The Quiet After Part II
The meadow becomes my place.
It isn’t the same meadow I feared as a girl, where names were pulled from bowls and lives were snuffed out like candles. It feels different now, though I don’t know if that’s because it has changed—or because I have. The fireflies help. Their light is fragile, temporary, but they keep returning year after year, no matter what happened here.
Sometimes, I sit with Peeta and trace the outlines of his drawings. He captures things I can’t say out loud: Prim’s smile, Rue’s song, Finnick’s grin. I envy him. His hands can shape memory into something that doesn’t fade. Mine can only release arrows into the sky.
I think about what we’re supposed to do now. The war is over, the Games are gone, but no one tells you how to live after. People rebuild. They trade, they laugh, they plant gardens. But what do you do when you’re no longer fighting to survive?
One morning, I see children chasing each other in the square. Their parents watch with smiles that don’t carry the same fear my mother’s once did. For a moment, I wonder what it would be like to have children of my own. The thought used to terrify me. It still does. But less than before.

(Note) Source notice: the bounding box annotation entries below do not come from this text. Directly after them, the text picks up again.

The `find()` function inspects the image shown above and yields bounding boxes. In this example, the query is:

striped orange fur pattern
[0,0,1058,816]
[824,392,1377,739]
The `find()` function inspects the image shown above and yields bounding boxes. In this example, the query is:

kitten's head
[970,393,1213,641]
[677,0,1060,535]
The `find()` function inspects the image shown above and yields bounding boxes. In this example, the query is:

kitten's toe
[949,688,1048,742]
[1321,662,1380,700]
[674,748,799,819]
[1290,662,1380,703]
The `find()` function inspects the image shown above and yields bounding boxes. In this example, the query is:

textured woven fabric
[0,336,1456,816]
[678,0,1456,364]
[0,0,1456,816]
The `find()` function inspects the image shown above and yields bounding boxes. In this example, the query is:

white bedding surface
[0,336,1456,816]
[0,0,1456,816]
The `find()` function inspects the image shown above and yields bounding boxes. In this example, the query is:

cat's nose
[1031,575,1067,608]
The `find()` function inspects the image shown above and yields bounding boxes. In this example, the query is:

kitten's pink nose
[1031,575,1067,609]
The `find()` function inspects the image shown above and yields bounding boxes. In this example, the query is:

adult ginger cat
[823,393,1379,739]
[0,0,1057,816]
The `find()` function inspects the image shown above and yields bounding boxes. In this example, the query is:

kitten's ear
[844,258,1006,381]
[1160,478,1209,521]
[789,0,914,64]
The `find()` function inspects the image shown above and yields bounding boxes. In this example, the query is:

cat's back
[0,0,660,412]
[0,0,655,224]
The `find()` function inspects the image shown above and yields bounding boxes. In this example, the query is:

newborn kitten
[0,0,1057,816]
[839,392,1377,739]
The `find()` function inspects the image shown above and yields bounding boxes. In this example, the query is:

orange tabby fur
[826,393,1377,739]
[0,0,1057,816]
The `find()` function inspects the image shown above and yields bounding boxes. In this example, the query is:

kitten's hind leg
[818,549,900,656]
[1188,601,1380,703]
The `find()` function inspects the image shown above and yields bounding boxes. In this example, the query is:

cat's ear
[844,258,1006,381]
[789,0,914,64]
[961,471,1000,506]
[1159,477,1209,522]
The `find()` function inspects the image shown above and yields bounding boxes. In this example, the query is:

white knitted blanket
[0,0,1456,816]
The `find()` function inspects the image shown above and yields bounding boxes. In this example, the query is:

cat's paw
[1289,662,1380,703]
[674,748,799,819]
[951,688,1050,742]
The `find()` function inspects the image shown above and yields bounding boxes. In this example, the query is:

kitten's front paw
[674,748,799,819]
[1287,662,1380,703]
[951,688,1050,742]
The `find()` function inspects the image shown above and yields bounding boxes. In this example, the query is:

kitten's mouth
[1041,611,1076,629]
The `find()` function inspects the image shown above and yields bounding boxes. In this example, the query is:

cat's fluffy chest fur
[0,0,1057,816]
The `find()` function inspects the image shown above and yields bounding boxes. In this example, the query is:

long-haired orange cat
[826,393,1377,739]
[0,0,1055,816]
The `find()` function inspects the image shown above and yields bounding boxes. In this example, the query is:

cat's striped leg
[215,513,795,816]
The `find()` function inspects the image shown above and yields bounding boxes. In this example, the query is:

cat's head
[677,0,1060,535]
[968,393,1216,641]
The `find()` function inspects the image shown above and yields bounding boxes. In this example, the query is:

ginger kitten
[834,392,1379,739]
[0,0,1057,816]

I hear Gale’s name whispered sometimes. He visited not long ago, his face leaner, his eyes sharper. He didn’t stay. We didn’t ask him to. Our words were short, awkward, circling around all the things we couldn’t touch. He carries his own ghosts, and I carry mine. That’s enough.
Peeta plants a patch of primroses outside our house. He doesn’t tell me, but I know why. At first, it hurts to look at them, too sharp a reminder of what I lost. But slowly, I start to see them differently. Not as a symbol of death, but as proof of something delicate surviving anyway.
Sometimes I dream of fire. Sometimes I dream of Rue, her song filling the air. Sometimes I dream of nothing at all, and that’s the best gift of all.
I don’t know what tomorrow looks like. But standing in the meadow, with Peeta beside me and the fireflies refusing to burn out, I finally let myself imagine it.